Marnie cancelled the hotel in Derbyshire. She contemplated going there alone rather than wasting the money but sleeping in a four-poster by herself would have been sadder than sad. She lost the hundred-pounds deposit, but she’d just have to write it off against her own stupidity.
At six o’clock, after scraping away a microwave meal for one that she couldn’t eat, her text alert rang and she leapt on it.
Are you in?
It was Caitlin.
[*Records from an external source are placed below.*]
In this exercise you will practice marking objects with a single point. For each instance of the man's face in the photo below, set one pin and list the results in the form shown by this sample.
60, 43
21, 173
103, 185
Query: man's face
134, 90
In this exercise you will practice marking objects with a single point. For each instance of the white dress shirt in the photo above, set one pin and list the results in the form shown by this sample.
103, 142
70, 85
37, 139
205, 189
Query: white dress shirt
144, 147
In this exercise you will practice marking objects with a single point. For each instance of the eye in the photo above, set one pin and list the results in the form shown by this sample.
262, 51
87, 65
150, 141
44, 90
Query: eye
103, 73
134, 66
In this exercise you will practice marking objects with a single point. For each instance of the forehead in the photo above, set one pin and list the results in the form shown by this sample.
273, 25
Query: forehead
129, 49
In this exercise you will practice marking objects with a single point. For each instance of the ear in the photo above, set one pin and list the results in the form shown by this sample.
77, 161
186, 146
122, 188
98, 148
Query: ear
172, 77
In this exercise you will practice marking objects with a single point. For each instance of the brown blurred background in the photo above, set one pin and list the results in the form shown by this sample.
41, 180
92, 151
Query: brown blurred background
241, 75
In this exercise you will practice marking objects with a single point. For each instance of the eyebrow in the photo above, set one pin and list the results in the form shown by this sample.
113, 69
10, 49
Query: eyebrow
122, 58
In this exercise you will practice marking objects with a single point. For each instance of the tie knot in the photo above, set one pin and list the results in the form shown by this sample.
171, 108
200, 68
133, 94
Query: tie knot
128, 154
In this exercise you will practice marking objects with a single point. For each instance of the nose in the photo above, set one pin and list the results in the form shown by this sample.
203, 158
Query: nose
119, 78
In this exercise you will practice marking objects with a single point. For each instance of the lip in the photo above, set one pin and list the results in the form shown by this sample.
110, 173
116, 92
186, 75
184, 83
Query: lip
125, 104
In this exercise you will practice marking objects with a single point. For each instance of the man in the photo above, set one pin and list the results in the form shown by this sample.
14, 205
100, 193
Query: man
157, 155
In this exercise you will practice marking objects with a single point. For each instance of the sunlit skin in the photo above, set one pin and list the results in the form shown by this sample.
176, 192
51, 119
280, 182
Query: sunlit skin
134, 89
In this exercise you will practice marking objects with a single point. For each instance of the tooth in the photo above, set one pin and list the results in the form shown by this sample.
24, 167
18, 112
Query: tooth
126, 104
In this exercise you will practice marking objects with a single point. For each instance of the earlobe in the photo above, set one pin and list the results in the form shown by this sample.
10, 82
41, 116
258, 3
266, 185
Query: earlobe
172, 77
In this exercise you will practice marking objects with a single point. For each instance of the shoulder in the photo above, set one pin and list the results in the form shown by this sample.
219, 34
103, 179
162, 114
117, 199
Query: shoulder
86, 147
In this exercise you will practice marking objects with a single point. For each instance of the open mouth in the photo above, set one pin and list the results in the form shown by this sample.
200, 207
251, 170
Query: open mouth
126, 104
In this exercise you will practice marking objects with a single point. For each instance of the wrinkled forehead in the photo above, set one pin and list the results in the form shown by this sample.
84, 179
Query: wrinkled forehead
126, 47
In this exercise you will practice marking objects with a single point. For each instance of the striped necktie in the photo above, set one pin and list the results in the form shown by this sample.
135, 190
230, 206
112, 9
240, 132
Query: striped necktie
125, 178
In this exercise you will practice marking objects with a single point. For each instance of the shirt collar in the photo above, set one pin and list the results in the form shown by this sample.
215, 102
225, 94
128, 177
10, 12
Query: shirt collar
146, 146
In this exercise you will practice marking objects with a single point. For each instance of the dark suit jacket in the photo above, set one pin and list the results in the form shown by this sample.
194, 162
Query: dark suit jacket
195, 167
She couldn’t deny she wanted to see Justin’s name more on the screen but seeing her friend would be a very close second.
YES !!! x
Have your bday present. Ok to pop round? x
OF COURSE XXXXX
Marnie had planned not to leap on Caitlin as she walked in through the door but she couldn’t help herself. She needed to hug someone so badly. She needed someone to hug her even more.
Chapter 10
The Caitlin of old would have brought wine with her, kicked off her shoes and curled up on the sofa. ‘Okay, tell me everything, all details, leave nothing out,’ that Caitlin would have insisted. She would have listened intently, made all the right noises (even if she thought Marnie had been an arse) and then leapt over to give her a hug. Only then would that Caitlin have kindly and softly offered her true opinion as she had done in the past: Marnie, do you think that maybe you scared him off a little by falling too fast? Marnie, didn’t you think that he might have been lying about driving an Aston Martin when he’d forgotten his wallet three dates on the trot? But that Caitlin wasn’t around any more. She’d got a little colder and more distant with every passing year. That Caitlin didn’t bear much resemblance to this one who had rolled up in a Vivien Westwood suit with expertly microbladed eyebrows and an immobile forehead.